Par Ashton Glen
Les deux assaillants, décrits comme des adolescents vêtus de tenues de camouflage, ont ouvert le feu devant la plus grande mosquée du comté de San Diego, tuant un agent de sécurité ainsi que deux autres hommes présents à l’extérieur du lieu de culte. Les suspects ont ensuite été retrouvés morts, apparemment après s’être suicidés par balle.

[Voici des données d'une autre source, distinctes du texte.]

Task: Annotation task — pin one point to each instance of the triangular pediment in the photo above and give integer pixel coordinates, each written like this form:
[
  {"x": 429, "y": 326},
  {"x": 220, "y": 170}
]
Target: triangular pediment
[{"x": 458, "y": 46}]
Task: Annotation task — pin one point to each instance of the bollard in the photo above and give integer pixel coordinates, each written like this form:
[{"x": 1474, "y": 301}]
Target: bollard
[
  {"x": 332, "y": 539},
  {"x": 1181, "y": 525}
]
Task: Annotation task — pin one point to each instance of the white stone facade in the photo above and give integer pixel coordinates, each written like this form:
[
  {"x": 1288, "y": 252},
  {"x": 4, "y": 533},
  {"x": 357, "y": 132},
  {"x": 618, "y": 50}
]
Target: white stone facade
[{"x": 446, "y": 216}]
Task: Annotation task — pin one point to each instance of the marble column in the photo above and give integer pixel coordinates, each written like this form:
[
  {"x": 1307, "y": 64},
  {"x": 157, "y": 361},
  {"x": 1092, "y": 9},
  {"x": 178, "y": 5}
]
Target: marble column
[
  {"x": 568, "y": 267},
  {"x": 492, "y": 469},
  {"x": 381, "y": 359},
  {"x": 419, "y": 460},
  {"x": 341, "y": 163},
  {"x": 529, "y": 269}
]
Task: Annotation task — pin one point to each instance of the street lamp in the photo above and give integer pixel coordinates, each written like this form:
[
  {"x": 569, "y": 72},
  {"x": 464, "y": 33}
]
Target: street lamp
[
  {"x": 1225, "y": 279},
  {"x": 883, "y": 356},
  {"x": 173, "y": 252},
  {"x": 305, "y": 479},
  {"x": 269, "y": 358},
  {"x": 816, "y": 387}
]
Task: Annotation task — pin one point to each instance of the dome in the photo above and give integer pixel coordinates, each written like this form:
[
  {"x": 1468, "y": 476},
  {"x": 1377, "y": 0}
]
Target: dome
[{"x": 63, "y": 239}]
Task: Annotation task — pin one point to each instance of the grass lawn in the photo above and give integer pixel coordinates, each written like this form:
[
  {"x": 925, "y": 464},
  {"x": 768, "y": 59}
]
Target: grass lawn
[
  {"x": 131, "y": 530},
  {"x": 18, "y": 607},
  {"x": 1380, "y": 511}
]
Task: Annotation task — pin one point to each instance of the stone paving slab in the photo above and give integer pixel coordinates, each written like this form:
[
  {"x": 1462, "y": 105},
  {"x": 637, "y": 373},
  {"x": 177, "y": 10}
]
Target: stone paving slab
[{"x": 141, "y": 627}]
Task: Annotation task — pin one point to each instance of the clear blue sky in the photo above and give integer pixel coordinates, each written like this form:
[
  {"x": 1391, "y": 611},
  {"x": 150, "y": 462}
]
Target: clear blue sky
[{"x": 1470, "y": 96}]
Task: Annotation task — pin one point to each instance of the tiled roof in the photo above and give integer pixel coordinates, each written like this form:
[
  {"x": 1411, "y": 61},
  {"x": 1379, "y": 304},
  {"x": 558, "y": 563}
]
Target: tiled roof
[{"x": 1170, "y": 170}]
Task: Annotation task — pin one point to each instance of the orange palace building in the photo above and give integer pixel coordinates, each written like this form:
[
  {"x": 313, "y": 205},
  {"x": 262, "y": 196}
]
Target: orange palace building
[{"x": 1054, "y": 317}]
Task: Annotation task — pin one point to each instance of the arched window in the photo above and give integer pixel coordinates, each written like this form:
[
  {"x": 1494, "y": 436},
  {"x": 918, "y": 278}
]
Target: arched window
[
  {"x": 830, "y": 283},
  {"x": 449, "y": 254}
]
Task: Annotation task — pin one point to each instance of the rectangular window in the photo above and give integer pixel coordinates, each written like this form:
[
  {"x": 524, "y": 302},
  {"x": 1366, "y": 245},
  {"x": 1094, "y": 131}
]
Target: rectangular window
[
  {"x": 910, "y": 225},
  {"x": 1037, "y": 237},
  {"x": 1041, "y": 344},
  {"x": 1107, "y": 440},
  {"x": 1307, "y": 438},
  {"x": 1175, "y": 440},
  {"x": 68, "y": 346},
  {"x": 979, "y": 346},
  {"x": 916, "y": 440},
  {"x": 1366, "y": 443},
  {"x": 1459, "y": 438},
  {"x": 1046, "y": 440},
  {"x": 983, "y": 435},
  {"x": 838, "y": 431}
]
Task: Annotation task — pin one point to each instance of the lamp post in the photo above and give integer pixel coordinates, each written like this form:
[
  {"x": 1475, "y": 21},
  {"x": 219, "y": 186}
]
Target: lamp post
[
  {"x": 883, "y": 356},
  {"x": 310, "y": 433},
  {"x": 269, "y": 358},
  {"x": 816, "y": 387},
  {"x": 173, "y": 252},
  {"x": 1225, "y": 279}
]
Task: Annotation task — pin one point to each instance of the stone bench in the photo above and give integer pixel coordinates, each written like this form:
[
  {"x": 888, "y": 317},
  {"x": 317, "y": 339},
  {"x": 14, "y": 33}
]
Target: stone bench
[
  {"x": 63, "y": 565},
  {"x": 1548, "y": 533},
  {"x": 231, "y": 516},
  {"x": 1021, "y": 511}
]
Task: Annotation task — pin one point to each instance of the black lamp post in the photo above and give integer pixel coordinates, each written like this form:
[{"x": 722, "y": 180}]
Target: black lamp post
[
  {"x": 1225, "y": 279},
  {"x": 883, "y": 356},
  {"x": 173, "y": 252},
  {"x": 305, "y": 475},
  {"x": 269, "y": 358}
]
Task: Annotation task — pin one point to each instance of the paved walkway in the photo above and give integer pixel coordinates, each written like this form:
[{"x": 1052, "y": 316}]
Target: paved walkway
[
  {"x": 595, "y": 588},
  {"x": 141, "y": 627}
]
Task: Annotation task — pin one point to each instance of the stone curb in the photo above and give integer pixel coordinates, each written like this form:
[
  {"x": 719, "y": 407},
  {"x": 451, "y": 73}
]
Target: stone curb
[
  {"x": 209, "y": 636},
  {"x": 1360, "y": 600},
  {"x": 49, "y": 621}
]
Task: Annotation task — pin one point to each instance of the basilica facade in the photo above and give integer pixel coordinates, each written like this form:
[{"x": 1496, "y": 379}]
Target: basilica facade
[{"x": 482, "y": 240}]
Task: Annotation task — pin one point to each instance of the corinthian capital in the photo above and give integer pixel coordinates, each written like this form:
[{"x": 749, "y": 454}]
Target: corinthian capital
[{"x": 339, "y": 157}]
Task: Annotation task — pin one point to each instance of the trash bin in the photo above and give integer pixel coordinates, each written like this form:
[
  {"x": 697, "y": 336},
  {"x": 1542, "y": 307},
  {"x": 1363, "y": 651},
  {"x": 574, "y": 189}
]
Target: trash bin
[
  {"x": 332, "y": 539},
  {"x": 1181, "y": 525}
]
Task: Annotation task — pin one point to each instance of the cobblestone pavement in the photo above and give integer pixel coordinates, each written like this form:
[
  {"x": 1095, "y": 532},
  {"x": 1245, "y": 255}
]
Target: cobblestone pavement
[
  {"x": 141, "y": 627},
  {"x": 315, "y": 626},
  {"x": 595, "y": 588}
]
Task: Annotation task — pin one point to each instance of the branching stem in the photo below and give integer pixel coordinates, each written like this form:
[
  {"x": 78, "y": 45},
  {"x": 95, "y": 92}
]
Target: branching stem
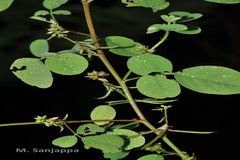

Le chef de la police de San Diego, Scott Wahl, a indiqué que les autorités locales et le FBI traitaient désormais cette attaque comme un possible crime haineux.
Selon les enquêteurs, la mère de l’un des suspects avait alerté la police environ deux heures avant la fusillade. Elle avait signalé que son fils, qu’elle décrivait comme suicidaire, avait quitté le domicile familial avec trois armes à feu et un véhicule lui appartenant.
Les forces de l’ordre avaient alors commencé à rechercher les deux adolescents et renforcé la surveillance autour d’un centre commercial voisin et du lycée fréquenté par le suspect avant de recevoir les premiers appels signalant des tirs à la mosquée.
Les autorités affirment qu’aucune menace précise visant la mosquée ou un autre lieu religieux n’avait été identifiée avant l’attaque. La police évoque toutefois un contexte marqué par des discours haineux généralisés.
Tous les enfants présents dans l’école du complexe islamique au moment des faits ont été évacués sains et saufs.
L’attaque intervient à quelques jours de l’Aïd al-Adha, l’une des principales fêtes musulmanes, et du pèlerinage annuel du Hajj à La Mecque, en Arabie saoudite. Les États-Unis ont connu ces dernières années plusieurs attaques visant des lieux de culte, notamment des synagogues, des églises et des mosquées, dans un contexte de montée des violences à caractère haineux.